A researcher wants to estimate the average number of hours high school students spend on homework per night. They randomly select 100 students from a single school and ask them to report their homework time. (a) Identify a potential source of bias in this study. (b) Explain how this bias could affect the estimate of the average homework time.

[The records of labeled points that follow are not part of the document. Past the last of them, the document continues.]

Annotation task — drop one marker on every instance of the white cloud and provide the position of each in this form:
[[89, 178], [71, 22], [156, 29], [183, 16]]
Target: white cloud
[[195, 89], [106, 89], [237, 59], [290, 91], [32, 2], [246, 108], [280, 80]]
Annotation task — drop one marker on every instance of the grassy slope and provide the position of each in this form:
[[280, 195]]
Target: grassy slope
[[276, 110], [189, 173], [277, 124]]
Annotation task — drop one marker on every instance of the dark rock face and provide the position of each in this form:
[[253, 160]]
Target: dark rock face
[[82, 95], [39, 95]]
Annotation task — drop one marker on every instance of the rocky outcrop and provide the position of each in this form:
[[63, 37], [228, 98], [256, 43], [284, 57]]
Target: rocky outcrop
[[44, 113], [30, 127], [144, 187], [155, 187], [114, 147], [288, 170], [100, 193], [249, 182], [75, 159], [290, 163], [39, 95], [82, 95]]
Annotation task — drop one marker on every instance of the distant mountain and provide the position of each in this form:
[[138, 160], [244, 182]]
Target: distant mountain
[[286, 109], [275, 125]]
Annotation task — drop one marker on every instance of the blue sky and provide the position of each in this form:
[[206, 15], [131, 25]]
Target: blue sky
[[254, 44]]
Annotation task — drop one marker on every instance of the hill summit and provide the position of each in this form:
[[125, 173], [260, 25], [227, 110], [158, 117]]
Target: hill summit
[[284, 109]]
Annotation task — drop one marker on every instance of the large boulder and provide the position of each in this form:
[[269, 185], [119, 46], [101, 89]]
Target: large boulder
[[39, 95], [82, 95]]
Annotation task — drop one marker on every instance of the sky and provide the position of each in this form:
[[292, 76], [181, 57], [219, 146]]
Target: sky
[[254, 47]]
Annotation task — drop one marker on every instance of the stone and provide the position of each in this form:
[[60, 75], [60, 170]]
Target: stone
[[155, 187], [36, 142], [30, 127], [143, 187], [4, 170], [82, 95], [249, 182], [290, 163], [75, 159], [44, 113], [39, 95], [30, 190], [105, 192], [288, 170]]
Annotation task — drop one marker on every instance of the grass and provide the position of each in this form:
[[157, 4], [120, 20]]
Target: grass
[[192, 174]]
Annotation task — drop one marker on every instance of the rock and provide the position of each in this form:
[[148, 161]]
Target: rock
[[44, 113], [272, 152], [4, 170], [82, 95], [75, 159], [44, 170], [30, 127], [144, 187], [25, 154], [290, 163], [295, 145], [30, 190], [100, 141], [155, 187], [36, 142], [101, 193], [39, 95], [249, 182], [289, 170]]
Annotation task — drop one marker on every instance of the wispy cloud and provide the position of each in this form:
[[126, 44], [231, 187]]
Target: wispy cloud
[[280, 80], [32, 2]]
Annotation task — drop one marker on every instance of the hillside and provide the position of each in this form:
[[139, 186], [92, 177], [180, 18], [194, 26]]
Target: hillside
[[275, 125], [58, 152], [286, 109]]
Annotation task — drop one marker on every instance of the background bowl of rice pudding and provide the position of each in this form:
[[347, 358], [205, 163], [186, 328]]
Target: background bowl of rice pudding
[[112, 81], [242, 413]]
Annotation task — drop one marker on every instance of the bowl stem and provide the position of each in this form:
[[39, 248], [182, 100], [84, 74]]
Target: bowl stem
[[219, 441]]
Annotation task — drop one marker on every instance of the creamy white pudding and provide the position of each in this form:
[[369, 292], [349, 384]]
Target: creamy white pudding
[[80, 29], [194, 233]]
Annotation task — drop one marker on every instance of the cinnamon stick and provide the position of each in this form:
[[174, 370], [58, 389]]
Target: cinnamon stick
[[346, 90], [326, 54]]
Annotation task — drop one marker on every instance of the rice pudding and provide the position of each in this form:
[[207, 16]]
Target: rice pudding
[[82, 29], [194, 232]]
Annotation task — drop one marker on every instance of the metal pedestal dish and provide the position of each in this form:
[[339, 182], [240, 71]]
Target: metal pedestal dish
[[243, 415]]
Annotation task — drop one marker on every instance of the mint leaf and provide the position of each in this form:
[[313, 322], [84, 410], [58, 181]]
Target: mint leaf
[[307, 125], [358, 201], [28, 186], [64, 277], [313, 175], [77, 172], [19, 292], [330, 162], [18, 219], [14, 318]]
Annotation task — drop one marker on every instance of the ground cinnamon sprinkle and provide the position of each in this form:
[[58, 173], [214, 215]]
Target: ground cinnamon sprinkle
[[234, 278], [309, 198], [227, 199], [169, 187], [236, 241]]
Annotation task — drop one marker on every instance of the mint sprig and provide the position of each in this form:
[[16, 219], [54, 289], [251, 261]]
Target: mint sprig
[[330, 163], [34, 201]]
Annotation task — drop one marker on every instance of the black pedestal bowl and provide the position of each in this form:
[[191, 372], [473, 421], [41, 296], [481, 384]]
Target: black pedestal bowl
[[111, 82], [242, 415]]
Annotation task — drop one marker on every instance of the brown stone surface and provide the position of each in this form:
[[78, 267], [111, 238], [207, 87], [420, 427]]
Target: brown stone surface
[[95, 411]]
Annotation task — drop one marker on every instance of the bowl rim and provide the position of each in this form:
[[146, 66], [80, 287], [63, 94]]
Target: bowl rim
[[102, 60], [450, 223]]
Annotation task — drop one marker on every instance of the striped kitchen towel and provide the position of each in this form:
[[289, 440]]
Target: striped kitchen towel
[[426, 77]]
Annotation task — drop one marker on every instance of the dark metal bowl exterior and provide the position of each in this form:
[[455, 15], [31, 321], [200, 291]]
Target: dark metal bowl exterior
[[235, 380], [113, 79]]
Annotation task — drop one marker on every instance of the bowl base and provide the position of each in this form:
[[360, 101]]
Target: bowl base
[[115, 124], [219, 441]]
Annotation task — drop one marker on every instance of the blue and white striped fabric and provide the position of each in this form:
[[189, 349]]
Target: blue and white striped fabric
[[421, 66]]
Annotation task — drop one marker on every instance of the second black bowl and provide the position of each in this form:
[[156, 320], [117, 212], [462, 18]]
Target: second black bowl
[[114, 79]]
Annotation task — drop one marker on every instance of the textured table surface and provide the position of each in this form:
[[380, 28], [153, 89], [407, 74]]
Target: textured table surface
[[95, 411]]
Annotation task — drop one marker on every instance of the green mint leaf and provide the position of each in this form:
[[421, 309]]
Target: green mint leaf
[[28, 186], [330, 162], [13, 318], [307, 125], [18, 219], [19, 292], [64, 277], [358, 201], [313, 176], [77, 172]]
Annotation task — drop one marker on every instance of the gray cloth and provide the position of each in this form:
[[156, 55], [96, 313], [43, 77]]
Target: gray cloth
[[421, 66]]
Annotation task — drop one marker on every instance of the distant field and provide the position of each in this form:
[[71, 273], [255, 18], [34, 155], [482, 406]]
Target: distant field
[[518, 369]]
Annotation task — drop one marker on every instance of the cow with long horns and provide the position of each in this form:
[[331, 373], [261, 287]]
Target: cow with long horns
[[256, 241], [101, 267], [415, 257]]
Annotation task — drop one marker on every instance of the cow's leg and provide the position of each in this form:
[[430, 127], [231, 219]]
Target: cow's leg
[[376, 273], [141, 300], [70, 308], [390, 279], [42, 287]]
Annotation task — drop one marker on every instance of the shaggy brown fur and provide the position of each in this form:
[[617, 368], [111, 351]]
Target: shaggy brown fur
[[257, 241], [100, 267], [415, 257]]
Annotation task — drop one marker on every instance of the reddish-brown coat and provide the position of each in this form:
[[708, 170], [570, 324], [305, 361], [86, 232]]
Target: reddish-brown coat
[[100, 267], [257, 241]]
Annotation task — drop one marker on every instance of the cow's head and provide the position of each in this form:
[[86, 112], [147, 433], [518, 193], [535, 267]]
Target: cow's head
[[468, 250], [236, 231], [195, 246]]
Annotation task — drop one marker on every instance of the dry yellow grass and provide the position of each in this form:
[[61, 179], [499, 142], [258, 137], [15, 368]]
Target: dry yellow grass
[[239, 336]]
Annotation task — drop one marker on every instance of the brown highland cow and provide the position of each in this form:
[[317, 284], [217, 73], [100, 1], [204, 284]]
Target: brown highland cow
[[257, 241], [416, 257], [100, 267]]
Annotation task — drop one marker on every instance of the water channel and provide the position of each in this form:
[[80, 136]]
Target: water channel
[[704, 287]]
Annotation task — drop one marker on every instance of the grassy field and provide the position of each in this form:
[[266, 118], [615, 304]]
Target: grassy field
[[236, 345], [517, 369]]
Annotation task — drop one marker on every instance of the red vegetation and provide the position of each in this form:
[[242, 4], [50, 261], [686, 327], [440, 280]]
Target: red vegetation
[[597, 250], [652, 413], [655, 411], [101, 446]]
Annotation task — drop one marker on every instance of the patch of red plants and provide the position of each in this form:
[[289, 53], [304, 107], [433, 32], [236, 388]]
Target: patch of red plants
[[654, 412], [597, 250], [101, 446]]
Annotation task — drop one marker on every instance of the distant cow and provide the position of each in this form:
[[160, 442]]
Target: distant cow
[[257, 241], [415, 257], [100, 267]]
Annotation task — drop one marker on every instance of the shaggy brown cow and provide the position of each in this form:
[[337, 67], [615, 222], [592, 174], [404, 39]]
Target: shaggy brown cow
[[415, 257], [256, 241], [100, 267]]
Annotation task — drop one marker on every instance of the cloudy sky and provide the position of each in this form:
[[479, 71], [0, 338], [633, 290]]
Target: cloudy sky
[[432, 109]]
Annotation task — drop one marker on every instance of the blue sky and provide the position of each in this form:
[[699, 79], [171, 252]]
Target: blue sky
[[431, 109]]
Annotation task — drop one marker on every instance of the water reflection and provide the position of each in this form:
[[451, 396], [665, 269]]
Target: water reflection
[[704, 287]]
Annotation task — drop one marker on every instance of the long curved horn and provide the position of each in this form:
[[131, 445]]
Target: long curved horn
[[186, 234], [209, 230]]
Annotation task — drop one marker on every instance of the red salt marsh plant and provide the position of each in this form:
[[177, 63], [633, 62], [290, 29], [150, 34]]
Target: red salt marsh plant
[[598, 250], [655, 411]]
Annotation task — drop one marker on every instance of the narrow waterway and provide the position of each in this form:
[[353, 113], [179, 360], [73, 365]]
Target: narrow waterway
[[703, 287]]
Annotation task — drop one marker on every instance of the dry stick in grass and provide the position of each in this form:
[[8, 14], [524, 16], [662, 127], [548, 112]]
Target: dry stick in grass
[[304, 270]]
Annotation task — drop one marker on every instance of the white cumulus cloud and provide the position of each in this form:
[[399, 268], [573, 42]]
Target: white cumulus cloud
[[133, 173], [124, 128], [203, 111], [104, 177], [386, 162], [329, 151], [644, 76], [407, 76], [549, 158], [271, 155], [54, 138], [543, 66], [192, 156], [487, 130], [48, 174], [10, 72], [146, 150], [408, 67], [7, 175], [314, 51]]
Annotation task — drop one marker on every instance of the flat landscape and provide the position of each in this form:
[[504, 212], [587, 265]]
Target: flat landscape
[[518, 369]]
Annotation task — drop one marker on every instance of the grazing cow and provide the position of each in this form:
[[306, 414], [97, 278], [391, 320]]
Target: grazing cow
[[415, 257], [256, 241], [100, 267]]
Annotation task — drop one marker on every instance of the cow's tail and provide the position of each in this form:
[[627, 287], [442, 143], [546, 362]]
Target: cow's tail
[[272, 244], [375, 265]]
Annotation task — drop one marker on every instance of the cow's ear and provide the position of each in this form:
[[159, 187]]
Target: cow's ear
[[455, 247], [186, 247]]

Answer: (a) Undercoverage bias (if the school is not representative of all high schools) or response bias (if students over/underreport homework time). (b) If the school has unusually high/low homework loads, the estimate will be too high/low. If students overreport, the estimate will be inflated.


Last-Minute Cram Sheet

  1. Voluntary response bias = people choose to participate (e.g., call-in polls).
  2. Undercoverage bias = some groups are left out of the sampling frame (e.g., phone surveys miss people without phones).
  3. Non-response bias = selected individuals don’t respond (e.g., mail surveys with low response rates).
  4. Response bias = answers are inaccurate (e.g., leading questions, social desirability).
  5. Random sampling reduces bias (e.g., SRS, stratified, cluster).
  6. Larger samples don’t fix bias! (A biased sample of 1 million is still biased.)
  7. Always explain the direction of bias (over/underestimate).
  8. Convenience samples are biased (e.g., surveying friends).
  9. Check for multiple biases (e.g., a phone survey could have undercoverage and non-response bias).
  10. For FRQs, suggest a better method (e.g., "Use a simple random sample of all students").